Samsung’s new facility is planned to become operational in 2019. The 21-storey R&D center will cover three hectares, employ about 6000 people and develop high-tech electronic and telecommunication products. It will also operate rent-free for 50 years.

Vietnam has become one of Samsung’s biggest production hubs, and the firm has invested almost $15 billion in two production facilities in the country’s north, and another one in Ho Chi Minh City. In 2014, Samsung started building a $560-million industrial complex in northern Vietnam to produce consumer electronic. Much of its TV production is supposed to move there from Thailand.

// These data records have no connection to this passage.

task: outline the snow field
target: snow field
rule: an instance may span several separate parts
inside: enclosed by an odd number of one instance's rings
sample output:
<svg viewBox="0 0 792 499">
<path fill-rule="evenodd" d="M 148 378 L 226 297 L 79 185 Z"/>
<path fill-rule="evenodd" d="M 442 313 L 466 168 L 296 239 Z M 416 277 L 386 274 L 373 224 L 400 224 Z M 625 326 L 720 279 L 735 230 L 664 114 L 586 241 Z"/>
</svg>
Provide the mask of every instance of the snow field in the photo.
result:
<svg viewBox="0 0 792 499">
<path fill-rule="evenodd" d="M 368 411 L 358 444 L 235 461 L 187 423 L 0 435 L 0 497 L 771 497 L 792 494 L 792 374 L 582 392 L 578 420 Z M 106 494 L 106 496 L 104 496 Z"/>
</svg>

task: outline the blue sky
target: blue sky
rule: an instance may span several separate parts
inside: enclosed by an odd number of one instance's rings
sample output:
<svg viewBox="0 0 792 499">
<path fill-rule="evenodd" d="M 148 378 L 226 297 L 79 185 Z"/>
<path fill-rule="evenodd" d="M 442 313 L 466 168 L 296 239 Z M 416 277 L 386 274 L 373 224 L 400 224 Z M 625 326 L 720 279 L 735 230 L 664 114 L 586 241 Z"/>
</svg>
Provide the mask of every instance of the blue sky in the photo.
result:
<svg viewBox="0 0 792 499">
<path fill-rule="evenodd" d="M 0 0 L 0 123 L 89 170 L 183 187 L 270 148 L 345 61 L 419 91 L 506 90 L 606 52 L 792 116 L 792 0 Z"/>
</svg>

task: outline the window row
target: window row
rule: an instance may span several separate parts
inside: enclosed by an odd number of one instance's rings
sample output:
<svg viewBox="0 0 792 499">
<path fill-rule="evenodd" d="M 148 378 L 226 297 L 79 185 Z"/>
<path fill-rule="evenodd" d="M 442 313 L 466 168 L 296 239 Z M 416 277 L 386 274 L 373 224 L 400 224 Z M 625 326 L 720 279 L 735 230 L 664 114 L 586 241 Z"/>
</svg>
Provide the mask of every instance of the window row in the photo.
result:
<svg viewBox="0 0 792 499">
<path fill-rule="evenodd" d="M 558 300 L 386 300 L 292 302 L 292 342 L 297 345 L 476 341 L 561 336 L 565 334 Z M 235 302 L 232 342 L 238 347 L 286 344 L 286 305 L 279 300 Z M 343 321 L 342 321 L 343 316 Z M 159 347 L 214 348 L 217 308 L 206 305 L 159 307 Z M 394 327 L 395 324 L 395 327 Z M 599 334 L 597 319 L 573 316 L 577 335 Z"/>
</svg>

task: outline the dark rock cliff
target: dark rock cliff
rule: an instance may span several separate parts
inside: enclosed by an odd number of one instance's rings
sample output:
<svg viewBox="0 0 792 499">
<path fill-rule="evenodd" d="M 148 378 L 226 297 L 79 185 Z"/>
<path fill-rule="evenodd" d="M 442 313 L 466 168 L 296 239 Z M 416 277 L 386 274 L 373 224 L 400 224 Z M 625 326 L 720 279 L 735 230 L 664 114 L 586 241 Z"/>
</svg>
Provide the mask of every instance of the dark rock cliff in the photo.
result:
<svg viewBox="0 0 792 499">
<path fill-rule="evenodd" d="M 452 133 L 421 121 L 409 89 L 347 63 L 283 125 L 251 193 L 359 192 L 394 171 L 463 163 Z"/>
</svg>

Making Samsung products has helped Vietnam replace clothing and footwear with better-valued smartphone and electronics manufacturing as the country’s largest source of export revenue. Smartphone exports alone were worth $30 billion in 2015, making up 18.6 per cent of the country’s total export revenue

The interest of global firms in Vietnam is widely seen as a result of the country joining the Trans-Pacific Partnership (TPP) of which South Korea is a potential member. The company’s expansion comes amid similar moves by electronics and computer firms operating in Vietnam, including LG, Microsoft, Intel, Canon, Panasonic and Toshiba, helped by the TPP and other new free trade pacts, as well as and cheaper wages than in China and most other Southeast Asian countries.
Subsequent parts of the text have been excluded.